High-throughput tools for decoding T cell receptor specificity

Abstract

T cells play a central role in adaptive immunity by recognizing specific antigens through their T cell receptors (TCRs). These receptors bind to peptides presented by major histocompatibility complex (pMHC) proteins, driving immune responses in cancer, infection, and autoimmunity. Understanding how TCRs recognize antigens is crucial for developing cancer immunotherapies and identifying therapeutic targets in autoimmunity, infectious disease, and allergy. However, large-scale mapping of TCR-antigen interactions remains a challenge due to the vast diversity of both TCRs and antigens, as well as the limitations in current screening technologies in cost, throughput, and accessibility. This work presents two advances in large-scale TCR-antigen screening. The first aim introduces a scalable and cost-effective platform for synthesizing tens of thousands of TCRs from sequence data to create synthetic TCR libraries. We integrate this approach with a high-throughput antigen discovery platform that leverages pMHC-pseudotyped viruses to identify TCR-pMHC pairs.
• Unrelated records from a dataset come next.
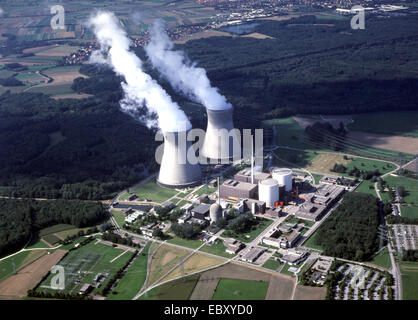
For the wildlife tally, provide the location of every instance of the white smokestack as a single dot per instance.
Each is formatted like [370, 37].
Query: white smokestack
[183, 75]
[140, 90]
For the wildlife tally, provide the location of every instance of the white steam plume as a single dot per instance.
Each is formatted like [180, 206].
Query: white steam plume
[140, 89]
[183, 75]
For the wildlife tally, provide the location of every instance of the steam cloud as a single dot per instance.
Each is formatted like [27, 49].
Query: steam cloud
[143, 96]
[183, 75]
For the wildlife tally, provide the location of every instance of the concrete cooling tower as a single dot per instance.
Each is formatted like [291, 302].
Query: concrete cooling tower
[175, 170]
[212, 145]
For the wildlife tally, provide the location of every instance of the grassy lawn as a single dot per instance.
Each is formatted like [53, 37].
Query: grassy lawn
[272, 264]
[180, 289]
[55, 228]
[150, 190]
[409, 271]
[133, 279]
[382, 259]
[403, 123]
[366, 186]
[251, 235]
[286, 271]
[185, 242]
[409, 212]
[310, 243]
[218, 248]
[90, 259]
[232, 289]
[12, 263]
[317, 177]
[411, 186]
[119, 217]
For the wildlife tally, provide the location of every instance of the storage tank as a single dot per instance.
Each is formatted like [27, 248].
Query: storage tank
[283, 176]
[268, 191]
[175, 170]
[218, 144]
[215, 212]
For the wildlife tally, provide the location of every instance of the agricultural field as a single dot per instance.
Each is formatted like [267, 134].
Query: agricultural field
[180, 289]
[232, 289]
[29, 276]
[409, 212]
[252, 234]
[409, 271]
[133, 279]
[195, 263]
[410, 185]
[150, 190]
[85, 262]
[382, 259]
[217, 248]
[164, 259]
[272, 264]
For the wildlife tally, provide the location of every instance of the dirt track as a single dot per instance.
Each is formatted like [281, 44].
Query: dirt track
[388, 142]
[280, 287]
[27, 278]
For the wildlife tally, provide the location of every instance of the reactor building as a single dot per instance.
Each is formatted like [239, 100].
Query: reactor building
[176, 171]
[284, 177]
[268, 191]
[219, 139]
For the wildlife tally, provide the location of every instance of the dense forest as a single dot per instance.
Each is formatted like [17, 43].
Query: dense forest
[351, 231]
[20, 219]
[315, 66]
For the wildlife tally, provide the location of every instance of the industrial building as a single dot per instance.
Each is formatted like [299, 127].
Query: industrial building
[245, 176]
[176, 171]
[268, 191]
[284, 176]
[231, 189]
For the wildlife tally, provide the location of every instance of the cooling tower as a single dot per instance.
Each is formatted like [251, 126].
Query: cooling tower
[175, 170]
[217, 144]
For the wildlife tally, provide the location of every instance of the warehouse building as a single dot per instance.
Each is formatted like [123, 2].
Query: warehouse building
[231, 189]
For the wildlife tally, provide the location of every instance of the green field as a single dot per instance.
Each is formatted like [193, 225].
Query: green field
[133, 279]
[218, 248]
[119, 217]
[185, 242]
[150, 190]
[403, 123]
[411, 186]
[382, 259]
[180, 289]
[12, 263]
[272, 264]
[409, 212]
[232, 289]
[55, 228]
[90, 259]
[310, 243]
[409, 271]
[251, 235]
[364, 187]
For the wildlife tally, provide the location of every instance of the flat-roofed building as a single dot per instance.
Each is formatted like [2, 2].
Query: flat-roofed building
[232, 189]
[245, 176]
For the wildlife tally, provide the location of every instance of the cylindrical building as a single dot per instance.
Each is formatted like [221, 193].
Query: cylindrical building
[219, 139]
[268, 191]
[283, 176]
[215, 212]
[176, 171]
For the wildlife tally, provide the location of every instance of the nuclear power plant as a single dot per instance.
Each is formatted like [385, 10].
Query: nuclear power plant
[176, 171]
[219, 144]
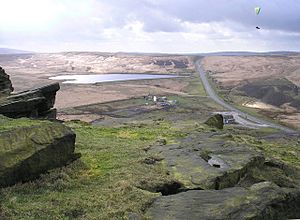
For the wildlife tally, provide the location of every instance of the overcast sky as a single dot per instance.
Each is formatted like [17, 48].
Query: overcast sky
[177, 26]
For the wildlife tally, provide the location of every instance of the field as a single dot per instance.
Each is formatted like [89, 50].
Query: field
[266, 85]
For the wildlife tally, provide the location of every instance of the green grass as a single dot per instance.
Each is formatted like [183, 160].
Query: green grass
[9, 123]
[104, 184]
[195, 86]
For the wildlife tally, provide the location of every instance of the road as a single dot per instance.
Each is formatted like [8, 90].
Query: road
[241, 117]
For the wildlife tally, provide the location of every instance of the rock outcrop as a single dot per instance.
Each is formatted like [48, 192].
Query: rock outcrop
[31, 147]
[202, 161]
[261, 201]
[5, 83]
[215, 121]
[37, 103]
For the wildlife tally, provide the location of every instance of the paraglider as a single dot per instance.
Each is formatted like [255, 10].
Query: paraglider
[257, 11]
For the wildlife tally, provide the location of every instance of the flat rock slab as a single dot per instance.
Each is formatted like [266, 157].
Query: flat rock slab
[262, 201]
[30, 147]
[206, 162]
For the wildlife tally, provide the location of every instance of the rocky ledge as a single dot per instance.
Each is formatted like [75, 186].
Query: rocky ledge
[261, 201]
[219, 177]
[36, 103]
[5, 83]
[31, 147]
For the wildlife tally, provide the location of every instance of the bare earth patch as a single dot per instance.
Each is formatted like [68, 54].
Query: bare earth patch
[236, 70]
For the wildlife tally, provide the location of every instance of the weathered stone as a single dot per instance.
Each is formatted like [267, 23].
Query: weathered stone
[29, 148]
[215, 121]
[5, 83]
[208, 165]
[262, 201]
[35, 103]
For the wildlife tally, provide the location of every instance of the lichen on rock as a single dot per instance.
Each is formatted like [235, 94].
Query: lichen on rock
[32, 148]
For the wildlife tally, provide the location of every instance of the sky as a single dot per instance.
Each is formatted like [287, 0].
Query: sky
[165, 26]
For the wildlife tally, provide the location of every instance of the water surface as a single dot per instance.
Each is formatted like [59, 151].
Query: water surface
[98, 78]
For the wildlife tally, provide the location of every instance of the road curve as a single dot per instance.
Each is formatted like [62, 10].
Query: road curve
[211, 93]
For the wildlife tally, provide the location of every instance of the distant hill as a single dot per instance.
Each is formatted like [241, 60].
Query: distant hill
[248, 53]
[13, 51]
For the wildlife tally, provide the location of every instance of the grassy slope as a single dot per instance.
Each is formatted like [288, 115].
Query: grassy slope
[106, 182]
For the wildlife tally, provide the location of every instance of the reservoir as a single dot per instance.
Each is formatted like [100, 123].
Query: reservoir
[100, 78]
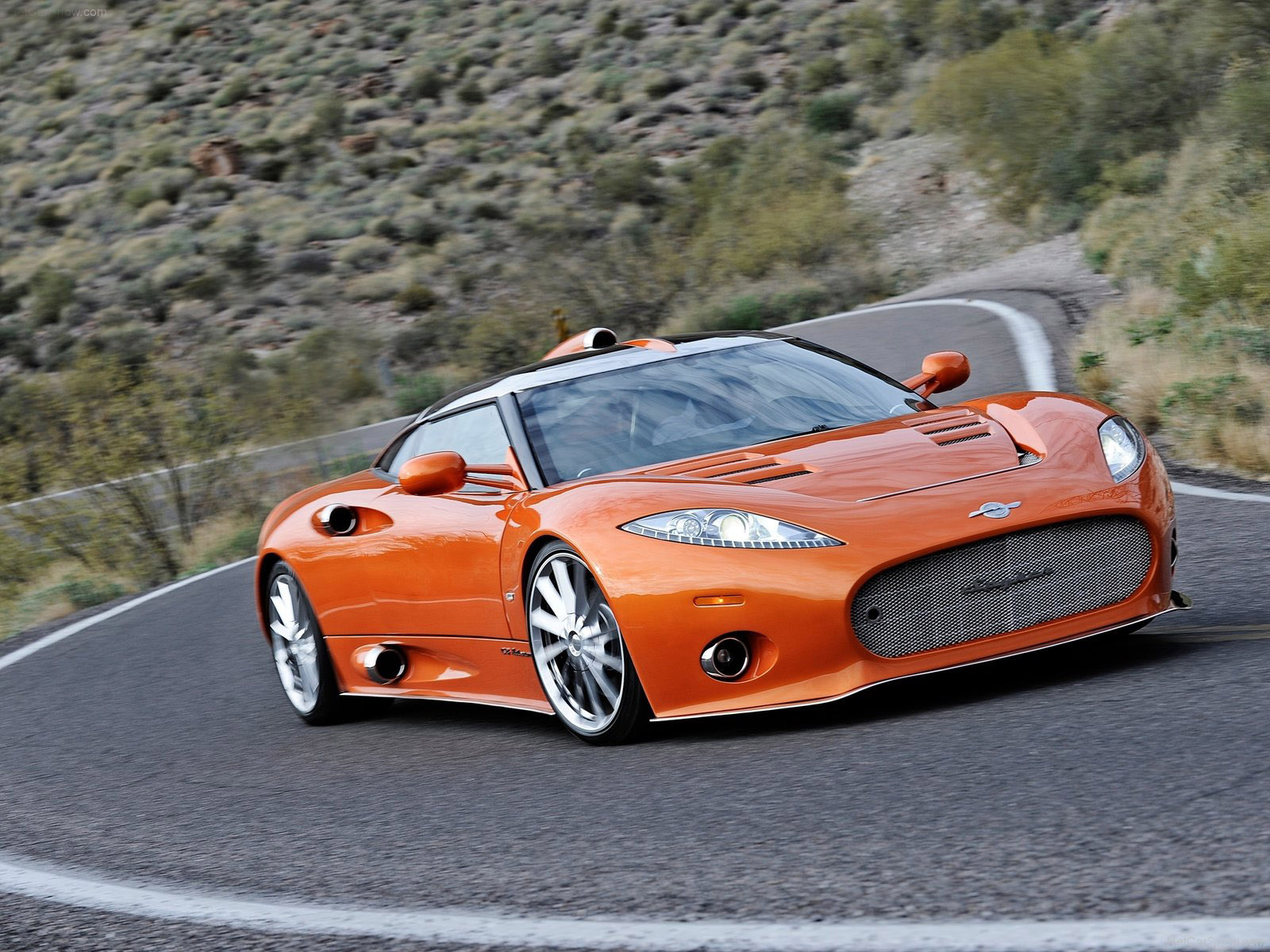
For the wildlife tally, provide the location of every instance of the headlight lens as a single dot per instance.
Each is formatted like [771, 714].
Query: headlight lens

Using this system, we screen 3,808 vitiligo patient-derived TCRs against 101 antigens, and synthesize 30,810 TCRs from patients with pancreatic ductal adenocarcinoma (PDAC). By streamlining TCR assembly and antigen screening, this pipeline has the potential to advance immunotherapy, accelerate vaccine design, and deepen our understanding of TCR recognition. The second aim presents a new method that couples pMHC-displaying virus-like particles with yeast display, enabling efficient screening of millions of TCR variants against ~100 pMHCs at once. Yeast display is a powerful tool for studying TCR-antigen interactions but is constrained by its reliance on recombinant protein production. Our approach overcomes this limitation by replacing recombinant protein with barcoded lentiviral particles, allowing large-scale, multiplexed screening of TCR libraries. By overcoming key technical barriers, these tools significantly expand our ability to study TCR specificity and engineer new antigen-specific therapeutics.